Context: Because speech and music signals are generally targeted at human listeners, using knowledge about the human auditory system in audio signal processing is natural. This usually involves performing a so-called "perceptually motivated" analysis of the signal. That is, analyze sounds in a way that approximates the analysis of sounds performed by the human auditory system. Because the auditory time-frequency resolution is not fixed but mostly varies with frequency and level, this implies obtaining a transform with a variable resolution. Still, many audio processing techniques rely on the short-time Fourier (also known as Gabor) or cosine transforms to analyze, process, and re-synthesize sounds. In these transforms, the resolution is fixed.
Current approaches to perceptually motivated time-frequency analysis include linear (e.g. gammatone) and nonlinear auditory filter banks (e.g. gammachirp, DRNL filter bank), complex auditory models that attempt to replicate the nonlinear processing in the auditory system, or time-frequency transforms that are partially adapted to perception (e.g. wavelets, blocks of uniform filter banks). While auditory filter banks and auditory models approximate well the auditory resolution, they are mostly not or only approximately invertible. In contrast, time-frequency transforms allow for signal reconstruction but only approximate the auditory resolution.
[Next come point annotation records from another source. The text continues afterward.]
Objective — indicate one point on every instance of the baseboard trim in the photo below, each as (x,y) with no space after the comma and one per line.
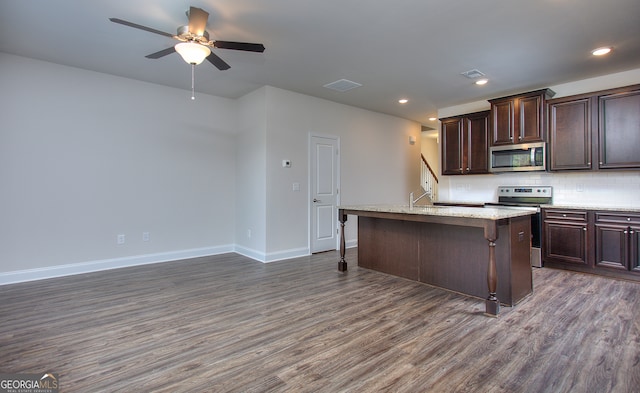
(107,264)
(19,276)
(272,257)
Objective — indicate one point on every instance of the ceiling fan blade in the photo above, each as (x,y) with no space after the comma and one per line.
(137,26)
(246,46)
(161,53)
(197,20)
(218,62)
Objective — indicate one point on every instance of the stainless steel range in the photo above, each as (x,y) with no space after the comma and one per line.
(530,198)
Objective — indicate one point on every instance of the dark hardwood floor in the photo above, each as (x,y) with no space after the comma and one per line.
(229,324)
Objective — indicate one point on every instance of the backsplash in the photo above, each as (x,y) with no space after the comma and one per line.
(606,189)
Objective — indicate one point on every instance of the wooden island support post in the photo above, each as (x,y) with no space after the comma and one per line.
(444,247)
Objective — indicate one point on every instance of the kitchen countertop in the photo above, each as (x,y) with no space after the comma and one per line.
(593,207)
(487,213)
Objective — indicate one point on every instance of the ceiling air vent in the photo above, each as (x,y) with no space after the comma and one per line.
(342,85)
(472,74)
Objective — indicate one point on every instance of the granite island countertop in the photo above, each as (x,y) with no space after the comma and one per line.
(486,213)
(593,207)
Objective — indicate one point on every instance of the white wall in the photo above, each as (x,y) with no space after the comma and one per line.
(430,148)
(378,165)
(602,188)
(251,183)
(86,156)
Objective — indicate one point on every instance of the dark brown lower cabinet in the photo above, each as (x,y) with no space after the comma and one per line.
(565,237)
(617,241)
(599,242)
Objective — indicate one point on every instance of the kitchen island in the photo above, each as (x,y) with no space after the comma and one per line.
(471,250)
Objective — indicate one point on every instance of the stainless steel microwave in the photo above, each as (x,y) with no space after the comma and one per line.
(518,158)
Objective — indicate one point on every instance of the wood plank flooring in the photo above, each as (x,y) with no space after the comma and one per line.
(229,324)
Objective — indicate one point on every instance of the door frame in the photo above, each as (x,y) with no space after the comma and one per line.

Method: This work introduces a new linear time-frequency transform constructed to provide perceptually motivated time-frequency analysis, perfect reconstruction, computational efficiency, and adaptable resolution and redundancy. We rely on the mathematical theory of frames and the recent non-stationary Gabor transform to formulate a transform whose frequency resolution can be matched to any perceptual frequency scale like the ERB, Bark, or Mel scale. From a filter bank viewpoint, the proposed transform corresponds to an oversampled filter bank with filters linearly distributed on a perceptual frequency scale.
Results: The transform is implemented as a non-uniform filter bank that features two parameters to adapt the resolution and redundancy: The number of filters per critical band and the down-sampling factors. The proposed filter bank design, entirely performed in the frequency domain, also allows for various filter shapes and uniform or non-uniform filter bank setting. The time-frequency resolution and redundancy of the transform are adaptable without affecting its perfect reconstruction property down to redundancies close to 1.
My contribution: Principal investigator.
Potential applications: mainly audio processing techniques that require an analysis-synthesis framework. The proposed filter bank is a potential substitute for the Gabor transform or the gammatone filter bank as used in audio applications.
Resources and related publications: We provide the codes for computing the transform and its inverse in the Matlab/Octave toolbox LTFAT.
O. Derrien, T. Necciari, and P. Balazs. A quasi-orthogonal, invertible, and perceptually relevant time-frequency transform for audio coding. In Proceedings of EUSIPCO 2015, pages 804–808, Nice, France, September 2015. IEEE.
T. Necciari, P. Balazs, N. Holighaus, and P. Søndergaard. The ERBlet transform: An auditory-based time-frequency representation with perfect reconstruction. In Proceedings of ICASSP 2013, pages 498–502, Vancouver, Canada, May 2013. IEEE.
T. Necciari and P. Balazs. A perfectly invertible perception-based time-frequency transform for audio representation, analysis and synthesis. Presented at the AIA-DAGA 2013 Conference on Acoustics, March 2013.